Мне кажется, я помню, как папа дописал музыку, простудился, у него было завязано горло, и как произошло "грандиозное событие".
К папе быстрыми шагами проходят Москвин и Сулержицкий, что-то таинственно говорят ему, он вскакивает с постели, собирает листки нотной бумаги, очень волнуется. Пол в передней трут мокрой тряпкой, таскают с места на место стулья, убирают в кухню треногий, мама надевает свое лучшее платье. О нас с Ниной совершенно забывают, мы в дверях детской - все видно, ничего не понятно, страшно интересно!
Раздается звонок. Все устремляются в переднюю и затихают. Входит огромный человек - папа, мама, все взрослые ему по плечо, но движения у него красивые, плавные." Очень мягкое пальто, бархатная шляпа, черные брови - он весь какой-то львиный.
- Здравствуйте, Илья Александрович, - говорит он красивым властным голосом.
Под пальто у него бархатная куртка. Черная с серебряным отливом. А волос на голове очень много. Они серебряные, на косой пробор, и сверкают. Хочется смотреть только на него, на его удивительный рот, большой нос с ноздрями, так красиво вырезанными.
Папа, Москвин, Сулержицкий проводят нашего гостя в кабинет.
- Кто это? - шепотом спрашиваю я маму. Мамин голос, сегодня какой-то странный, отвечает не сразу:
- Константин Сергеевич Станиславский, величайший артист и режиссер мира, создатель Художественного театра…
Мама неожиданно исчезает в папином кабинете. А мы с Ниной и не думаем ложиться спать: тащим свои соломенные стульчики и устраиваемся в коридоре около закрытой папиной двери. Сердце у меня почему-то стучит в два раза быстрее - Константин Сергеевич Станиславский.

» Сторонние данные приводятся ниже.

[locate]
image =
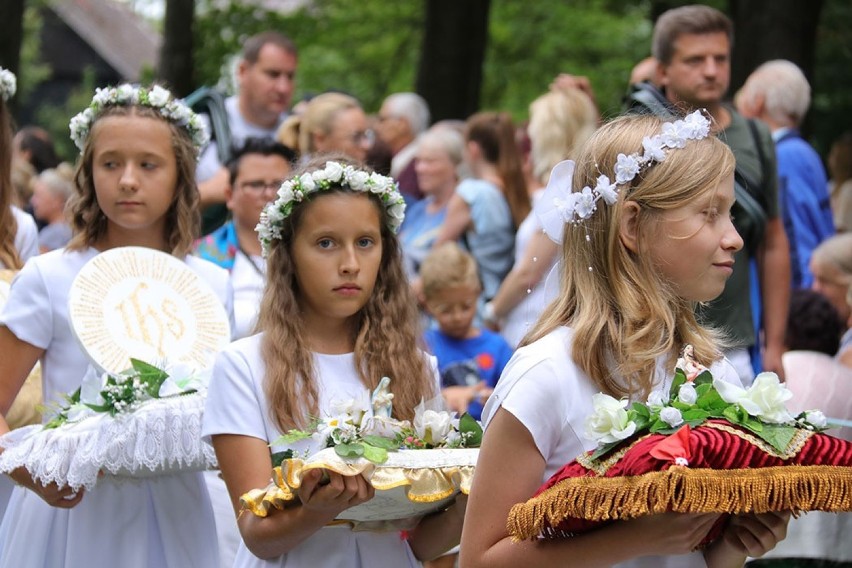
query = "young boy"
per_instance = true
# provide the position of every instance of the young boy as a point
(470, 358)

Словно нарочно такому красивому человеку досталось такое красивое и гордое имя.
Папа часто жалуется, что в его дверях "большущие щели". А по-нашему, это очень хорошо: нам все видно. Константина Сергеевича сажают на самое почетное место - папин диван.
Папа идет к пианино. Леопольд Антонович и Иван Михайлович читают слова действующих лиц, чтобы было понятно, когда возникает та или иная музыка. Папа играет и сам перелистывает клавир, все смотрят на Станиславского, хотят прочитать его мысли.

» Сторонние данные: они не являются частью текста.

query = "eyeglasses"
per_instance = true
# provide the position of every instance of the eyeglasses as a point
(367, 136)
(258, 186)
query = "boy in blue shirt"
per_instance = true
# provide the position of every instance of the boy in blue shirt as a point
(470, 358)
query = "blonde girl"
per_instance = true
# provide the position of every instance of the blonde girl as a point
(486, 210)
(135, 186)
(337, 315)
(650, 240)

- И вот Тильтиль, Митиль, Фея, Пес, Кот, Хлеб, Вода, Сахар выходят на цыпочках через стену дома, потому что не в дверь же выходить героям сказки, и звучит таинственный марш, - говорит Леопольд Антонович.
А папа начинает тихо-тихо в басовых октавах марш и шепотом поет:
"Мы длинной вереницей
Пойдем за Синей птицей,
Пойдем за Синей птицей,
Пойдем за Синей птицей…"
Звуки марша все разрастаются, растет надежда, что Тильтиль найдет птицу счастья. Делается так хорошо… В глазах Станиславского прыгают солнечные лучики, он встает с дивана, берет в охапку нашего папу…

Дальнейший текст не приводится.